Il Presente Come Storia Libri
Libri pubblicati nella collana Il Presente Come Storia Attivismo politico
Militanti. Un'antropologia politica del Novecento Milanesi Franco - Edizioni Punto Rosso, 2010 - Il Presente Come Storia
A partire dal primo dopoguerra del Novecento la politica tende ad uscire dal suo alveo istituzionale e ad investire il corpo sociale, irradiandosi in profondità nel mondo della vita. Il militante rappresenta il punto di soggettività di questa vicenda, il protagonista che attraverso l'impegno diretto pensa, progetta e opera per la modificazione dello "stato di cose" esistente. Sdegno, rifiuto, ribellione sono i primi passaggi di un percorso di politicizzazione delle soggettività che si sostanzia infine nelle grandi strutture ideologiche e organizzative. La potenza, le pieghe di senso e le costitutive tensioni di questi militanti devono essere restituite in tutta la loro pienezza, per mostrare quanto il bisogno politico, come desiderio di mutamento e liberazione, non sia giunto al termine della sua storia.

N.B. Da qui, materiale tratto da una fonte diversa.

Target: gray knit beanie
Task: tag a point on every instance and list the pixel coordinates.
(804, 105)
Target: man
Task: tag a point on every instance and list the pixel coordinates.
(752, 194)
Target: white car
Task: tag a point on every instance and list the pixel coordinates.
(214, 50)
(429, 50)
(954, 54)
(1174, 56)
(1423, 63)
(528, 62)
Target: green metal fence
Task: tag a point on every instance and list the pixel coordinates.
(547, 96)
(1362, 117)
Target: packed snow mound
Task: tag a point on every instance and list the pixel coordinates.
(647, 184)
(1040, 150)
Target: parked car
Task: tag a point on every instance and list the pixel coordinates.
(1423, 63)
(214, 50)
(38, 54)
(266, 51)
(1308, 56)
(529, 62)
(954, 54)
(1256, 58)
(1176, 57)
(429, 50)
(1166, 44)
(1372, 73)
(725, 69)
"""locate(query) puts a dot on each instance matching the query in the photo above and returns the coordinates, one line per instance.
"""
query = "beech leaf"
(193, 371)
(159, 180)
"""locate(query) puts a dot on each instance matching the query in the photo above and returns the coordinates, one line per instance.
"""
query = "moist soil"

Lotte operaie nella crisi. Materiali di analisi e di inchiesta sociale Gaddi Matteo - Edizioni Punto Rosso, 2010 - Il Presente Come Storia
«Questo libro offre un materiale di inchiesta molto ricco e sostanzioso - e al tempo stesso "provvisorio", perchè fa parte di un work in progress. Un materiale raccolto in soli 3 mesi di intenso lavoro, e che può essere letto in due modi. Una prima chiave di lettura riguarda gli elementi molto ricchi di conoscenza che può offrire una "inchiesta giornalistica seria", in particolare su due aspetti: una lettura della crisi che smonti alcune generalizzazioni superficiali assai diffuse; una lettura che comprenda anche il punto di vista e le esperienze dei lavoratori. Una seconda chiave di lettura (che ci interessa particolarmente) riguarda invece il modo in cui costruire, nelle situazioni di crisi, un intervento di partito che non sia di pura propaganda calata dall'esterno (anche se "giusta") e che offra quindi un qualche "valore aggiunto" alla lotta dei lavoratori. Da ambedue i punti di vista, il lavoro di Matteo Gaddi offre un materiale semi-lavorato molto più ricco, e fecondo di spunti, di quello contenuto in molte analisi apparentemente "compiute" o con pretese "scientifiche".» (Dalla Prefazione di Vittorio Rieser).